Children need to manage, not ignore their emotions

15 November 2017
Greg Whitby is Executive Director of Schools, Diocese of Parramatta.

Weekly Column from the Executive Director of Schools, Diocese of Parramatta

Year 12 students and their parents will be breathing a sigh of relief with the conclusion of the final Higher School Certificate exams last week. The HSC and NAPLAN have been linked to high levels of anxiety among students. Many are now asking whether the exams are worth the stress.

Over the past decade, schools have been paying greater attention to the emotional, physical and mental wellbeing of students and staff. Research shows that emotional wellbeing is an important factor for success in learning and life. We know now that social and emotional skills need to be introduced as early in life as possible. Schools play a big role in developing these skills.

Some schools have introduced programs aimed at encouraging boys to share feelings and seek support. These programs challenge cultural norms and stereotypes of Australian men and the ‘she’ll be right’ attitude. For some boys, things in their lives aren’t right, which makes them more vulnerable when it comes to talking about their feelings. More often than not it is the girls who  shed tears, or seek out someone to talk to.

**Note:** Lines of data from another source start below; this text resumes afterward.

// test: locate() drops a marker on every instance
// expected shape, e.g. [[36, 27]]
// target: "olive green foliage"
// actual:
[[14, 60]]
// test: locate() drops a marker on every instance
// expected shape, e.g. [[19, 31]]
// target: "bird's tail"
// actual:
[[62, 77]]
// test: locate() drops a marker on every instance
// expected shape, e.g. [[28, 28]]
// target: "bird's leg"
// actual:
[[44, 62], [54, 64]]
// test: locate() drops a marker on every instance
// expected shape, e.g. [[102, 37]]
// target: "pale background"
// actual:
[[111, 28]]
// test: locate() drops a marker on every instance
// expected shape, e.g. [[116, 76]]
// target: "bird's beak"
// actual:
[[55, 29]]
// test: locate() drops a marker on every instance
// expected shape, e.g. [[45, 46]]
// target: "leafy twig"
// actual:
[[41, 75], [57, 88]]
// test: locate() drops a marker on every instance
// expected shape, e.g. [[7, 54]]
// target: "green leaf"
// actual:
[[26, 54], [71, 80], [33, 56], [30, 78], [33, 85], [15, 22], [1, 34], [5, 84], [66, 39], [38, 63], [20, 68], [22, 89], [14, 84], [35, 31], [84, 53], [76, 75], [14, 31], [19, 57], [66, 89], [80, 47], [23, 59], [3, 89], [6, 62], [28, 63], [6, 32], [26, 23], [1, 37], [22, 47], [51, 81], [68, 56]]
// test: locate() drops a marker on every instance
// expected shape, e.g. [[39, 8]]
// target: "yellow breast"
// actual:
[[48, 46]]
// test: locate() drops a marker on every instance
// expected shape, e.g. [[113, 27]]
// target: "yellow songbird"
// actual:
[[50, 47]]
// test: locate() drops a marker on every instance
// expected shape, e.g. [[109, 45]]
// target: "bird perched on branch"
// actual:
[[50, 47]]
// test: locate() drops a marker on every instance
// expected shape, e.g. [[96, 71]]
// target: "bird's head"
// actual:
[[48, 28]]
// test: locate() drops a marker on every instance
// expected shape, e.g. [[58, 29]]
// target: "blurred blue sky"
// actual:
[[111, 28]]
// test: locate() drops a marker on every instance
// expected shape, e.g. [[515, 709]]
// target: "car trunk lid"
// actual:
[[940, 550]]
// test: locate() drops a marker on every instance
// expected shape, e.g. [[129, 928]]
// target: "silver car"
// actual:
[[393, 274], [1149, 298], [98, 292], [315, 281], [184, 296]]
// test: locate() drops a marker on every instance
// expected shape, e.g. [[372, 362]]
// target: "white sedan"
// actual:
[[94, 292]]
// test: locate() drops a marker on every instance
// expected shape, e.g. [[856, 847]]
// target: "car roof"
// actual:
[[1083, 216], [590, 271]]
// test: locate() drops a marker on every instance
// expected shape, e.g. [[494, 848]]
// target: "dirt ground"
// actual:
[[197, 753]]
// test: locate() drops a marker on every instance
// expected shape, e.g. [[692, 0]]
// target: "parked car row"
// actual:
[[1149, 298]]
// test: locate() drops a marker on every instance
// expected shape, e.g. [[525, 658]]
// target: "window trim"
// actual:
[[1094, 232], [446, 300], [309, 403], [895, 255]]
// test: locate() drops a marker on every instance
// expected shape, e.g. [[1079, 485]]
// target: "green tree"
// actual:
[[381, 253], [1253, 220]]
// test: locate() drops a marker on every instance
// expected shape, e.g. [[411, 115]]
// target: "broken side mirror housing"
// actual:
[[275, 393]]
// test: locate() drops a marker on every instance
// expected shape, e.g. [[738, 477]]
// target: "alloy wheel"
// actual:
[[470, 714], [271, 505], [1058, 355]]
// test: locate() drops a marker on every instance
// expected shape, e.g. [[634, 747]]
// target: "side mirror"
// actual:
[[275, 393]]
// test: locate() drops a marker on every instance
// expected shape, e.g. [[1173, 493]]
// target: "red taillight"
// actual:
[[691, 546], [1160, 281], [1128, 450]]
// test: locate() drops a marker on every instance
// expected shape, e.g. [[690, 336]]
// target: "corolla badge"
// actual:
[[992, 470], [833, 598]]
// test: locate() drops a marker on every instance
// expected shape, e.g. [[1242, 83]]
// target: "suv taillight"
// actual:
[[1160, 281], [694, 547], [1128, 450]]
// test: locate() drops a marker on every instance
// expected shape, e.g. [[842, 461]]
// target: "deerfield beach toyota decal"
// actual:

As a society, we need to be sending the message that it’s acceptable for boys to talk about their feelings and it’s okay to cry. It’s important that boys in particular see their fathers, grandfathers and male teachers expressing their emotions openly. These are normal human emotions, and asking for help when things get tough is never a sign of weakness.

Most teachers are now trained to recognise the signs of mental and emotional issues in young people and how to find them the support they need. There are also programs designed for secondary schools that teach students how to recognise mental health issues among peers and when to notify adults that someone needs some help.

As always, talk to your child’s teacher or your family doctor if you have concerns about your child’s emotional and mental well-being. There are great resources available through organisations like Beyond Blue and the Black Dog Institute that address mental health challenges in young people.

The more we can teach all children to manage not ignore their emotions, give them a vocabulary and opportunities to talk about their feelings at home and school, the healthier our communities will be.